KUALA LUMPUR - The chief of Malaysia's Islamist party PAS has indicated that non-Muslims will only have a secondary role in government should his party take power in the next general election.
Muslims in his Cabinet would set policy direction in Malaysia while the non-Muslim ministers would only be tasked with carrying out what had been decided, said Abdul Hadi Awang, president of Parti Islam SeMalaysia (PAS).
"If PAS rules, it (the administration) will be divided into two. One, a cabinet that decides on national policies. This must consist of people who adopt the national ideology and faith," he was quoted as saying last Sunday (Feb 4) by The Malaysian Insight (TMI) news site, during a dialogue with Indian non-governmental organisations in Penang.
"This cabinet will appoint an executive cabinet to carry out the policies and the members can be non-Muslims, appointed based on their expertise," he added.
It was not clear what he meant by "the national ideology and faith", but Islam is Malaysia's official religion.
Datuk Seri Abdul Hadi made the comments on Sunday when asked by an Indian activist on whether there was a place for Indians in a PAS federal cabinet.
Mr Abdul Hadi courted controversy last December (2017) when he said the Malaysian government should only be led by Malay-Muslims.
Since independence, each member of the multi-ethnic Malaysian Cabinet has an equal voice on policy decisions. Malaysia has been ruled by the 13-party Barisan Nasional coalition since independence.
The PAS chief on Monday (Feb 5) said news reports saying he was mulling two different Cabinets, one consisting of Muslims and another for non-Muslims, were wrong.
"Dual cabinet is incorrect, it's not a dual cabinet but the distribution of duties," Mr Abdul Hadi was quoted as telling Malaysiakini news site.
While there would be no dual cabinet, the concept of those professing the "national faith" formulating national policies was contained in Islamic scriptures, he was further quoted as saying.
PAS, an opposition party, has only 13 seats in the 222-seat national Parliament today but has announced its intention to take over the country and bring its version of Islamist rule to Malaysia.
Mr Abdul Hadi said last month that it aims to win a simple majority of 112 seats at the upcoming polls. The party's best electoral performance was winning 27 parliamentary seats in 1999 at the height of Reformasi anger.
PAS officials have said that at worst, they hope to win 40 parliamentary seats to become a kingmaker that would steer South-east Asia's third biggest economy towards the party's Islamist goal.

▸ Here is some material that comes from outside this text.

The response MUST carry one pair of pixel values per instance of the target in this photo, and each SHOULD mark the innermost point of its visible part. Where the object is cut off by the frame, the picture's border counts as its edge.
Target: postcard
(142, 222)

At the Sunday event with the Indian NGOs, Mr Hadi was also asked whether PAS would introduce hudud, the Islamic crminal code that includes amputations for thieves.
He did not answer the question directly, according to TMI.
"If there is hudud, it will follow what is already provided in the federal constitution or state enactments. But non-Muslims will be given a choice of whether to (be governed by) hudud or civil law," he was quoted as saying.
But if people understood hudud better, he said, they would choose it over civil law because it was a fair system.
"Hudud does not seek to punish. It seeks to educate by way of instilling fear in people before they commit a crime," TMI quoted him as saying.